REVIEW BY: Christopher Thelen

ORIGINALLY PUBLISHED: 02/09/2017

Sometimes you just need a change of scenery to give a fresh view to things. Perhaps that was the reason that ZZ Top left their longtime record label, Warner Brothers, and signed with RCA.

Antenna, the first disc released on their new home, tried to branch the two worlds that Billy Gibbons and crew knew – namely, synthesized music that could top charts with their love of the blues. Did it work? Well, for a while, it did…

The album opens up strongly with “Pincushion,” a song which, admittedly, I wasn't a big fan of when it came out, but it has grown on me over the years. It again seems to catch Gibbons, Dusty Hill and Frank Beard in a more lighthearted vein, which is where the lil' ol' band from Texas seems to be at their best.

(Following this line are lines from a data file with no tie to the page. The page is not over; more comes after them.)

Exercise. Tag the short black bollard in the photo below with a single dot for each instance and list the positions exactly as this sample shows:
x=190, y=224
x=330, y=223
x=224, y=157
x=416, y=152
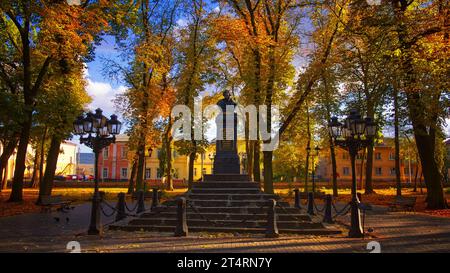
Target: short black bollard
x=327, y=218
x=297, y=198
x=121, y=214
x=311, y=203
x=272, y=228
x=181, y=229
x=140, y=200
x=359, y=196
x=155, y=198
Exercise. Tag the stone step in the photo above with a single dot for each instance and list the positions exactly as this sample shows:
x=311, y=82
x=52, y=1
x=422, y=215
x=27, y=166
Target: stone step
x=226, y=177
x=228, y=196
x=246, y=223
x=234, y=203
x=226, y=190
x=236, y=210
x=226, y=184
x=163, y=228
x=230, y=216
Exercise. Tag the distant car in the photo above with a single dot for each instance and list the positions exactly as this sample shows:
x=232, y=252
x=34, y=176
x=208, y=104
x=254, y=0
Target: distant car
x=60, y=178
x=74, y=177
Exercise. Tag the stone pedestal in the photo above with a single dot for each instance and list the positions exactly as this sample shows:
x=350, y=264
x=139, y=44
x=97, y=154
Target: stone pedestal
x=226, y=160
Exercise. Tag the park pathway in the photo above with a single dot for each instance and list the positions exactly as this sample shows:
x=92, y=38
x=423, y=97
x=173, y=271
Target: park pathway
x=394, y=231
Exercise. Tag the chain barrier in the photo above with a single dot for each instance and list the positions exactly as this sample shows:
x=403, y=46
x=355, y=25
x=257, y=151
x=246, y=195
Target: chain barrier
x=317, y=208
x=106, y=214
x=163, y=209
x=287, y=213
x=343, y=211
x=133, y=209
x=114, y=209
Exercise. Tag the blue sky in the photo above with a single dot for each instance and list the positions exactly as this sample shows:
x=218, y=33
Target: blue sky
x=103, y=89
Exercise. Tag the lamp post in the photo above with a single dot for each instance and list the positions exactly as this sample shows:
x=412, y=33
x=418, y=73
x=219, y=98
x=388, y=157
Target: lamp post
x=313, y=156
x=98, y=129
x=244, y=161
x=211, y=158
x=354, y=134
x=149, y=152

Indeed, for the first half of the album, it starts to feel like ZZ Top can't do any wrong. Are the songs as good as what you'd find on Eliminator? No, but they are their own unique animals and enjoyable as is. Tracks like “World Of Swirl,” “Girl In A T-Shirt,” and “Fuzzbox Voodoo” all dare to declare that ZZ Top is back, on their own terms, and they demand you to listen.

It is also stated early on that – well, guess we can't call them synthesizers anymore – but electronic instrumentation is part of their repertoire and isn't going anywhere. The changes in tone to Beard's drum kit are the most obvious examples of this. While I can't say I totally like it, it's at least not as offensive as what I heard on Afterburner.

And then, the bottom falls out. Starting with “Antenna Head,” Antenna quickly delves into filler material. While it's not terrible, it just doesn't equal the first half of the album by a long shot. Tracks like “Cherry Red,” “PCH” and “Deal Goin' Down” just pale in comparison…and, the less said about the “safe sex” song “Cover Your Rig,” the better.

Make no mistake, there is plenty on Antenna to be excited about…if only that had been able to be parlayed into a whole album. Still, like its predecessor, it is another step back in the right direction for ZZ Top, and it isn't entirely a waste of time.

I am, by the way, aware of my comments about Antenna that I made in reviews of Rhythmeen and XXX. Chances are, had I reviewed this back in 1997 or 1999, I would have stuck to those viewpoints. Time does change some things, I guess.